Colobee - I've heard about the closely spaced ground rod method from others before. What I've found via research & inquiry is that the rods must be 10 ft apart (suggested minimum) to act as a proper ground field. If they are too close together they act more like a single ground rod and don't spread the returning charge out over enough area. This seems opposite of what most people would expect, but I'm told that's the way it is in reality.

Everyone - I'm also putting a lightning diverter on the top (hot) wire of the fence. This requires it's own ground rod field, seperate from the charger ground rod field. The required rod spacing for it is also 10 ft apart. These rods must be a minimum of 50 ft from the charger's ground rods to protect the charger from a lightning strike to the fence from bleeding through the soil and into the charger's ground field, which would be the same as if the lightning hit the charger's own ground rods directly. This field should have at least one more rod than the quantity used in the charger's rod field, I guess so it's a more attractive path for the lightning to reach ground than the charger's field.

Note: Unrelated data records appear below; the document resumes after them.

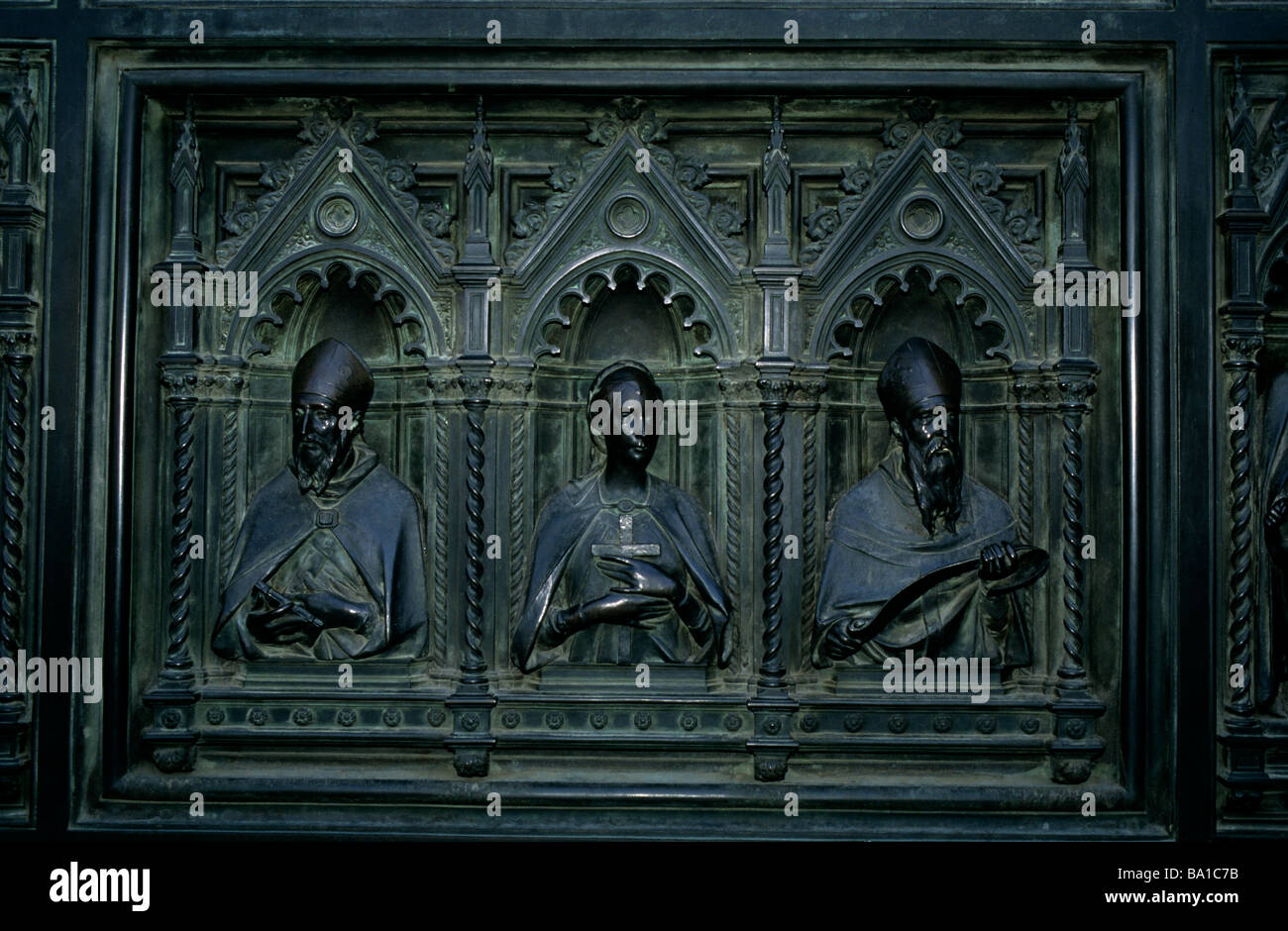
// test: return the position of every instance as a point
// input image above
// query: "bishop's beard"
(314, 466)
(935, 470)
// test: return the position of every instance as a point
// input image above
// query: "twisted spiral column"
(473, 666)
(733, 497)
(16, 367)
(178, 661)
(1073, 404)
(774, 407)
(1240, 353)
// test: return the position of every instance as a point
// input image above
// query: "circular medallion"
(921, 218)
(627, 217)
(336, 215)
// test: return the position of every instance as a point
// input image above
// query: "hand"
(630, 609)
(282, 626)
(997, 561)
(334, 610)
(642, 577)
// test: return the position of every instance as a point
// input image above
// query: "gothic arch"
(1000, 308)
(699, 308)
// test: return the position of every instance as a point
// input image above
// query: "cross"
(626, 545)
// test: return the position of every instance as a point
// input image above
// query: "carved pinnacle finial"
(1074, 154)
(480, 141)
(185, 153)
(1240, 93)
(776, 133)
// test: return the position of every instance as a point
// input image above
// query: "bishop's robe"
(565, 573)
(877, 546)
(360, 539)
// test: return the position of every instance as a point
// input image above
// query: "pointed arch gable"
(578, 279)
(425, 338)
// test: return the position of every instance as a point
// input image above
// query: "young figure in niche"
(623, 569)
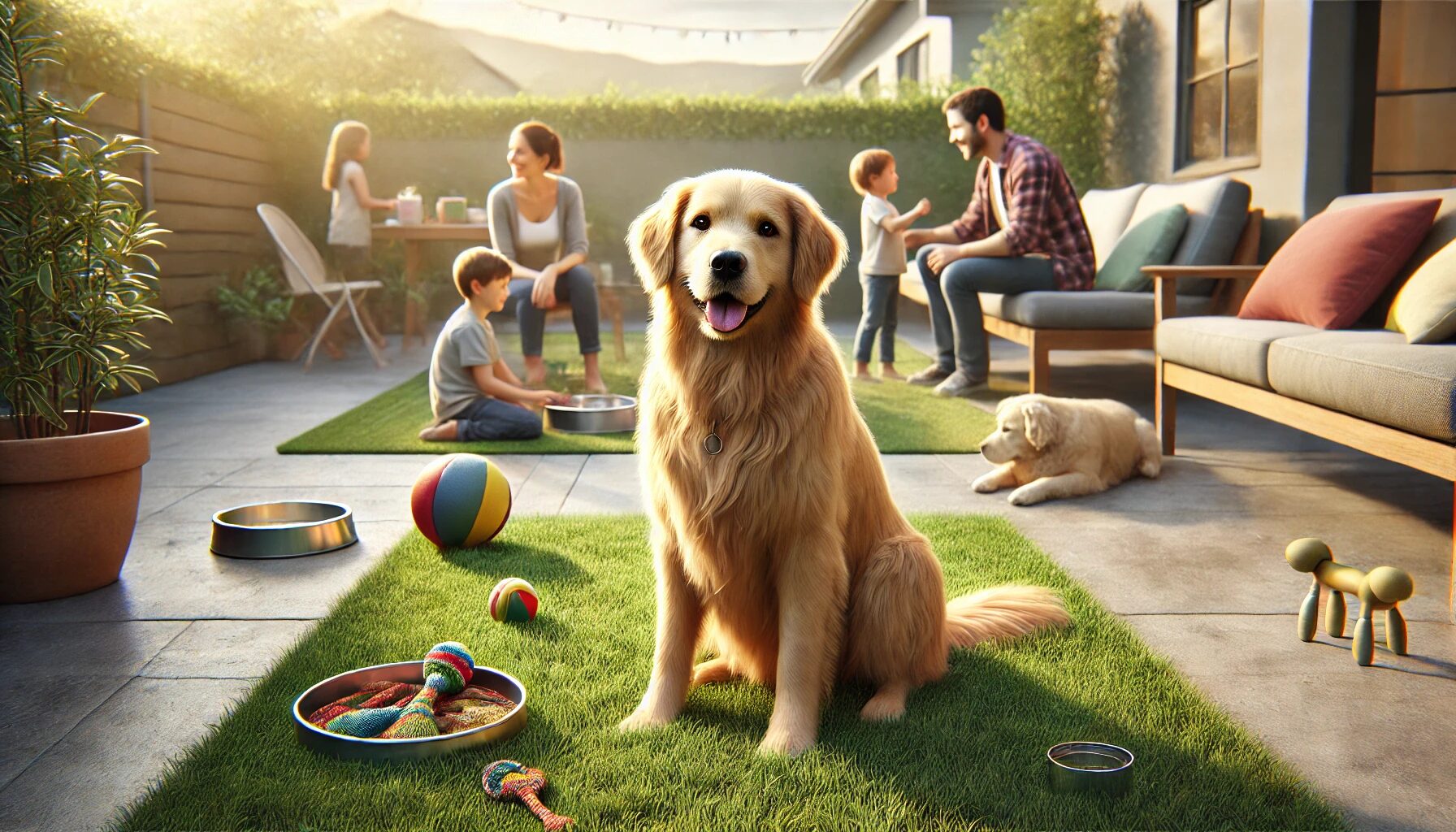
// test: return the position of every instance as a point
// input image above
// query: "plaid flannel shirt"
(1042, 211)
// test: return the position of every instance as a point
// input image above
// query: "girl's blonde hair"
(344, 146)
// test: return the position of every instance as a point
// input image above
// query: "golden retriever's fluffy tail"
(1002, 613)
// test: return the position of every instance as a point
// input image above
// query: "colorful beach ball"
(461, 500)
(513, 599)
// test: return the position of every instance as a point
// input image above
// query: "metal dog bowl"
(343, 747)
(593, 413)
(1090, 768)
(287, 529)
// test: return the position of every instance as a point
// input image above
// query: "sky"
(514, 20)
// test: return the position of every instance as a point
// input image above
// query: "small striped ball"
(513, 599)
(461, 500)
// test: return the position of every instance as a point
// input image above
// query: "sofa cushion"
(1085, 310)
(1107, 214)
(1426, 308)
(1218, 210)
(1443, 231)
(1337, 264)
(1373, 375)
(1224, 345)
(1149, 242)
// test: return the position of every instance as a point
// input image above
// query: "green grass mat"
(968, 754)
(904, 418)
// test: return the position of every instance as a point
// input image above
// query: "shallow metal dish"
(593, 413)
(341, 747)
(1090, 768)
(286, 529)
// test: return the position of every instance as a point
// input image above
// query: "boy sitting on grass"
(472, 392)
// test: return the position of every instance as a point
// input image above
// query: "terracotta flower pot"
(69, 506)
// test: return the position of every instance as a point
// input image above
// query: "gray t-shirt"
(882, 251)
(466, 341)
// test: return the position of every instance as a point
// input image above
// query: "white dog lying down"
(1066, 448)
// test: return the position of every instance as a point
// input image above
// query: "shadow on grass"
(972, 751)
(511, 558)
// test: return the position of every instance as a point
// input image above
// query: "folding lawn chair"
(308, 275)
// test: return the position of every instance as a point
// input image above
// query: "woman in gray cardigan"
(539, 225)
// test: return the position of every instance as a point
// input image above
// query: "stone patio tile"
(226, 650)
(115, 752)
(548, 484)
(609, 484)
(171, 573)
(98, 661)
(1363, 733)
(158, 497)
(329, 470)
(182, 472)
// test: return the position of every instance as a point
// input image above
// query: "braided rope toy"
(448, 670)
(505, 778)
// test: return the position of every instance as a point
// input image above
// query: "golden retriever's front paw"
(644, 719)
(1025, 496)
(986, 484)
(779, 742)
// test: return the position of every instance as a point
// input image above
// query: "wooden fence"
(213, 165)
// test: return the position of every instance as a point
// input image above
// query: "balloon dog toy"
(1384, 587)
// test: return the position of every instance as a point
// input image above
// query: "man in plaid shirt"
(1022, 232)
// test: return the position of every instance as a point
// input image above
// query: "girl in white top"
(349, 214)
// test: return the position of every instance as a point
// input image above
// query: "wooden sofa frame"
(1419, 452)
(1042, 341)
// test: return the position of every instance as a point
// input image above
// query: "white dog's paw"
(1025, 496)
(986, 484)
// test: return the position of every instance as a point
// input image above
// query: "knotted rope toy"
(448, 668)
(505, 778)
(1385, 587)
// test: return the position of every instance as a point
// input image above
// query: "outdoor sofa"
(1220, 231)
(1363, 388)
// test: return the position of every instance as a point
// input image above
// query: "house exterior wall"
(1306, 106)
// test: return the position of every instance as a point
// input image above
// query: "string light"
(682, 31)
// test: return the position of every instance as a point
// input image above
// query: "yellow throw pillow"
(1426, 306)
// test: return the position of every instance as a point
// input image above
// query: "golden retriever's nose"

What I've learned is proper & adequate grounding for the fence & charger is almost more important than the strength of the charger being used.


----------



## Hops Brewster (Jun 17, 2014)

One dirty little secret about placing ground rods, is that they do not necessarily have to be driven 10 feet straight down into the soil to be an effective ground. They can be driven perpendicular, or even buried horizontally into the ground. As long as the entire length of the rod is in positive contact with the earth, they are grounded. That's why a wire mesh on the ground's surface will work for ground,too . Moisture in the soil helps a lot, though. Dry earth is not a great conductor.
There's a reason we call these hills around my home the Rocky Mountains, so we do these things.


----------



## Phoebee (Jan 29, 2014)

Our soil is pretty rocky but I can usually get a standard 5/8" galvanized ground rod to go in. I drive them with a T-post driver (heavy round pipe with one end plugged, and handles).

Thus far, we've had one post make a U-turn and come back out of the ground several feet away, and another just flat stop after going in 6 ft, but I'd guess I've got 10 others in the ground all the way.


----------